Despite Nagini being another mind-controlled, Asian-looking, white-written, fantasy-Asian character in a movie popular with white people, I’m not against Fantastic Beasts existing as a series of movies or the book series. I however take issue with how many of the people who see the movies, and read the books, won’t necessarily spend the time to watch a movie (or read books) made by the people of those diverse groups the series mentions in its story. To some people, the only exposure they will get that day, week or month to an East Asian Woman actor, will be Fantastic Beasts. The films that feature East Asian Actors that the majority of East Asians enjoy are seldom featured in US cinemas where Fantastic Beasts 2 will be played, unless it is pokemon. In this sense, Fantastic Beasts 2 will be defining what East Asian Women are like to more people in a single weekend than East Asian Women have ever been able to in that same time to the same audience.
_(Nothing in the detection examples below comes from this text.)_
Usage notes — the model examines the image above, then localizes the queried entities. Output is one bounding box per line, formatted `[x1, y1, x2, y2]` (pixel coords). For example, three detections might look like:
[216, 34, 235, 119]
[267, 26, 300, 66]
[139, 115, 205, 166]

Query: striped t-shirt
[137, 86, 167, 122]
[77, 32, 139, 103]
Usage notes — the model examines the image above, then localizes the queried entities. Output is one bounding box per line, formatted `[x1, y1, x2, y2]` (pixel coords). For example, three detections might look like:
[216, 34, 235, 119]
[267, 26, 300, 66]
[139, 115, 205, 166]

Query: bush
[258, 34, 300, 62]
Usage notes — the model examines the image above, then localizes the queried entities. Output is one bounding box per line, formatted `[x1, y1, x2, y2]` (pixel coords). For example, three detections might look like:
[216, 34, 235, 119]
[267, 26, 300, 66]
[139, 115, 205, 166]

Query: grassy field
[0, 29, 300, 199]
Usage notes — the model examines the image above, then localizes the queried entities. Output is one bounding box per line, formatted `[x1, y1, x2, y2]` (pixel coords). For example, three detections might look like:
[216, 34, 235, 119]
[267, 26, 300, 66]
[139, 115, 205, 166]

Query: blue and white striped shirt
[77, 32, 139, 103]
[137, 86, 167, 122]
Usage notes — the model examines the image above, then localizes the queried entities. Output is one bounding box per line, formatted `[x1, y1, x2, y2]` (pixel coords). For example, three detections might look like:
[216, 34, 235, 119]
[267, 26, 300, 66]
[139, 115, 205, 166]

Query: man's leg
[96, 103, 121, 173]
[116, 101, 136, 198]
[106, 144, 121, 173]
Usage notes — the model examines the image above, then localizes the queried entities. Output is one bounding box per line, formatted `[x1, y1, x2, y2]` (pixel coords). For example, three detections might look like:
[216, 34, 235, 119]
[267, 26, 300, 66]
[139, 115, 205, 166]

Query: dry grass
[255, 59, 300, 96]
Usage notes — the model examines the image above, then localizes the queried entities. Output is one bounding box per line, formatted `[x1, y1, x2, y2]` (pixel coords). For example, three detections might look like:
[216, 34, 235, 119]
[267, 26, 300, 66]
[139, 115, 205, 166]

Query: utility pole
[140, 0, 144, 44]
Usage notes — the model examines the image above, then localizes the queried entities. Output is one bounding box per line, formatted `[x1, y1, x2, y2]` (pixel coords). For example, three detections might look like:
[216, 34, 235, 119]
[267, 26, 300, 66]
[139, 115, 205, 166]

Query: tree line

Few will notice how strange and alien JK Rowling and Fantastic Beasts 2 is in creating an Asian character. Instead, most viewers will assume East Asian women are strange and alien. Most of those viewers have probably never considered that East Asians make movies, or that East Asian women write fantasy novels that are as entertaining as Harry Potter. Many have probably only read books authored by white people, and have never had a moment where they had to notice how many good stories by authors of color that they have missed reading. Many of us have never had the chance to pay to see a movie based on a book written by a person of color.
We hardly ever get to experience what we think about ourselves, but there’s lots and lots and lots of chances to see movies where white people show us what they think we are like. And in most cases, that is the only choice available, so our choice is either to stop paying to see movies, or to let a movie tell us only white people are normal, and that the rest of us are strange for not being born white.
Or we can stop paying to see these movies.